Mas a paralisação do transporte e o concomitante aperto das condições financeiras (juros de mercado e dólar em alta, bolsa em queda) devem esfriar uma recuperação que já se mostrava não mais do que tépida, o que tende a manter o grau de ociosidade da economia elevado por mais tempo.
O fato é que o balanço de riscos tanto para a inflação quanto para a atividade piorou nas últimas semanas. O BC, corretamente, tem priorizado a análise à analogia em seu processo decisório, dando peso maior às condições locais do que a desenvolvimentos globais na determinação da Selic, e não tem evitado que o real se ajuste ao novo cenário. Com isso, a autoridade monetária não chancelou, em sua última reunião, a alta de juros que estava apreçada no mercado até poucos dias antes do evento. Mas tampouco conseguiu, pelo menos em um primeiro momento, convencer os investidores de que o risco inflacionário passou, ou que seria insignificante. Isso vai depender do comportamento das medidas subjacentes (ou núcleos) de inflação e das expectativas inflacionárias durante e após o repique de junho.

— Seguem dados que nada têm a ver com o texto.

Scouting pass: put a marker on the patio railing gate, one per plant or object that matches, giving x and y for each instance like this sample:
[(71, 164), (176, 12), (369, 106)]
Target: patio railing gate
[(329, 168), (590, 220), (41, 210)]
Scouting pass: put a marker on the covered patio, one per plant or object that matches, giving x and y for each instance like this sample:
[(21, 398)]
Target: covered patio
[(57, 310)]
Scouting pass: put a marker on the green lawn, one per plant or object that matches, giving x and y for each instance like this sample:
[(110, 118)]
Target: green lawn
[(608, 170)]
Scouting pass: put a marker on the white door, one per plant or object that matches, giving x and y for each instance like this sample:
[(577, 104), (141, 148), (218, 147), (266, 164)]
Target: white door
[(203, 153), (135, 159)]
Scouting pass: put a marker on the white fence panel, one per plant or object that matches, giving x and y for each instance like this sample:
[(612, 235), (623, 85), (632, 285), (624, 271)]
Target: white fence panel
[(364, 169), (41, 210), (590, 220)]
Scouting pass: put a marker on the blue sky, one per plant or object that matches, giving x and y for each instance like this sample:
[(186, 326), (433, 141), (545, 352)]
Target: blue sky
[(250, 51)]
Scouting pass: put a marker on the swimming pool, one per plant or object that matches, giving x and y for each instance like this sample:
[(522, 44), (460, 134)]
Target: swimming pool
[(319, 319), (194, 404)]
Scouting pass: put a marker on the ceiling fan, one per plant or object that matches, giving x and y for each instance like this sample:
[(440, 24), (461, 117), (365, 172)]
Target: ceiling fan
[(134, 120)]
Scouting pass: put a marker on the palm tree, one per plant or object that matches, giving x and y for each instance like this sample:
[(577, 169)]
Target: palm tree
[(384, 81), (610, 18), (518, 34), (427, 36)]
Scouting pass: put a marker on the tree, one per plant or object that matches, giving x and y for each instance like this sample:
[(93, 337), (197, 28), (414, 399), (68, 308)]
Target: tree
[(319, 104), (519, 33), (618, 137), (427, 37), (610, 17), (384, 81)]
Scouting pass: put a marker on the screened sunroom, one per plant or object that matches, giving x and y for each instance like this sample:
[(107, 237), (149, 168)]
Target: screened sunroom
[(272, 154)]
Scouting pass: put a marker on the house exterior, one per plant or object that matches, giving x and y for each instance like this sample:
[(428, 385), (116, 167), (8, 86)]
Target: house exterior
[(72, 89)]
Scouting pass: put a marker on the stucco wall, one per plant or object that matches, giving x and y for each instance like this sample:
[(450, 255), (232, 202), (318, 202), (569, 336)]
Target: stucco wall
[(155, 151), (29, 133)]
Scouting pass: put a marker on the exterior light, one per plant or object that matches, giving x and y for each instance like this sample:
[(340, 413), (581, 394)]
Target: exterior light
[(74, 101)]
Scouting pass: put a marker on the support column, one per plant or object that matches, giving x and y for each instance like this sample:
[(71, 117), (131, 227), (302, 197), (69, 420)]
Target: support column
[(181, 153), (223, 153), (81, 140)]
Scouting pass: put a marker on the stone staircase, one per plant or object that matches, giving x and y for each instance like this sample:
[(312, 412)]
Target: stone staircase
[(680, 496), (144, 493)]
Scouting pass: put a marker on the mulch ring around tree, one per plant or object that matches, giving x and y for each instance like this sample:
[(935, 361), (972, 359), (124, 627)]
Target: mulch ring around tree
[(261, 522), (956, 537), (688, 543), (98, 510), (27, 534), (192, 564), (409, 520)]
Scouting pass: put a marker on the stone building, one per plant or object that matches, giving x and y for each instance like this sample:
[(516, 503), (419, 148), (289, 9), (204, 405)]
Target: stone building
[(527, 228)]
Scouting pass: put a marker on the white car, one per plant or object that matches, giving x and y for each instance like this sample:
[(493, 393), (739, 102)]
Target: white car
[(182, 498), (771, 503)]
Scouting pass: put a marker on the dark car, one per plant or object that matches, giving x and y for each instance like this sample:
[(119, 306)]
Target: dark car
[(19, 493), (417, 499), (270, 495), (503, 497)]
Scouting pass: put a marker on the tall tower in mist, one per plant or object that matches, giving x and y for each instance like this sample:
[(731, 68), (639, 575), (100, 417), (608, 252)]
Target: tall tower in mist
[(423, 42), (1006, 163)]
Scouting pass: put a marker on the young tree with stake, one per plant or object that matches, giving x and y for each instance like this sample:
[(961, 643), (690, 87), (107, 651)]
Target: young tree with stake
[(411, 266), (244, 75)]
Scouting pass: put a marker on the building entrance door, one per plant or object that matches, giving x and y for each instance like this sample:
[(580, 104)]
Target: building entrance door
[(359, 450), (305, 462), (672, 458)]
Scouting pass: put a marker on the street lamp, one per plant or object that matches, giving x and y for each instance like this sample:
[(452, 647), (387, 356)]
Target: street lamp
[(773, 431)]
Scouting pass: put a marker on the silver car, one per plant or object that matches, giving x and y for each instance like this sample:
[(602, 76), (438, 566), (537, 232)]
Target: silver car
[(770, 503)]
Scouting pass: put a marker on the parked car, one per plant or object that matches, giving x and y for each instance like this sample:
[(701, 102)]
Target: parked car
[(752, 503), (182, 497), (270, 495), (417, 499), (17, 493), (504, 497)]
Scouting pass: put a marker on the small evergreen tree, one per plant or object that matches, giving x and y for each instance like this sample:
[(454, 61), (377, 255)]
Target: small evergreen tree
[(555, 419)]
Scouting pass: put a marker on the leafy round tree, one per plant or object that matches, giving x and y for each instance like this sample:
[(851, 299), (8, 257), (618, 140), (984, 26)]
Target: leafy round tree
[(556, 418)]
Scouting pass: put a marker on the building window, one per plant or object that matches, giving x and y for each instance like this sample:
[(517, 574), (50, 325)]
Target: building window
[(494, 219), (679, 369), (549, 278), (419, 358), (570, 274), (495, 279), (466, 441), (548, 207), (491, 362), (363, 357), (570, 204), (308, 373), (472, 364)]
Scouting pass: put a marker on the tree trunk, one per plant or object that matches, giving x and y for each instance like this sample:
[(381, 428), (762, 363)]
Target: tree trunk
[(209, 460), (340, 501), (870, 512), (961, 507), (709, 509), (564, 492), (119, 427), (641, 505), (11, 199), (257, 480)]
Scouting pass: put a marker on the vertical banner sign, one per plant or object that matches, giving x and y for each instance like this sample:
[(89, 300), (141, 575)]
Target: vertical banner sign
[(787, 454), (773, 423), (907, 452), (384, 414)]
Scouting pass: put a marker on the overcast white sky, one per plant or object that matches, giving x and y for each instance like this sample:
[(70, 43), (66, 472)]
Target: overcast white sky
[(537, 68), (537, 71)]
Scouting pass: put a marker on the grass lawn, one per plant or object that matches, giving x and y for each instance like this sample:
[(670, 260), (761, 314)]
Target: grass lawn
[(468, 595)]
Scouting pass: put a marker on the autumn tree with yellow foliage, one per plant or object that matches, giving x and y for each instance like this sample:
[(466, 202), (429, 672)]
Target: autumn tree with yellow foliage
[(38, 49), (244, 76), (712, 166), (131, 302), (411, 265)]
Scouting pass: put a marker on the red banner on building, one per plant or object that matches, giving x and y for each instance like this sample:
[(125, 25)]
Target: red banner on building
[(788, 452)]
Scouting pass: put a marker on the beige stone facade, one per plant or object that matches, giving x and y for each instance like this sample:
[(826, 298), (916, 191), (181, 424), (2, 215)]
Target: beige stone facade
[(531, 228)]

O alto grau de ociosidade prevalecente na economia e a credibilidade da diretoria do Banco
Central tendem a limitar o risco de o choque se generalizar e se perpetuar. Mas o BC está correto ao sugerir, em sua comunicação, que as próximas decisões da política monetária vão depender mais do que o normal da evolução dos dados, e não estão pré-determinadas.
As opiniões aqui expressas são do autor e não refletem necessariamente as do CDPP, tampouco as dos demais associados.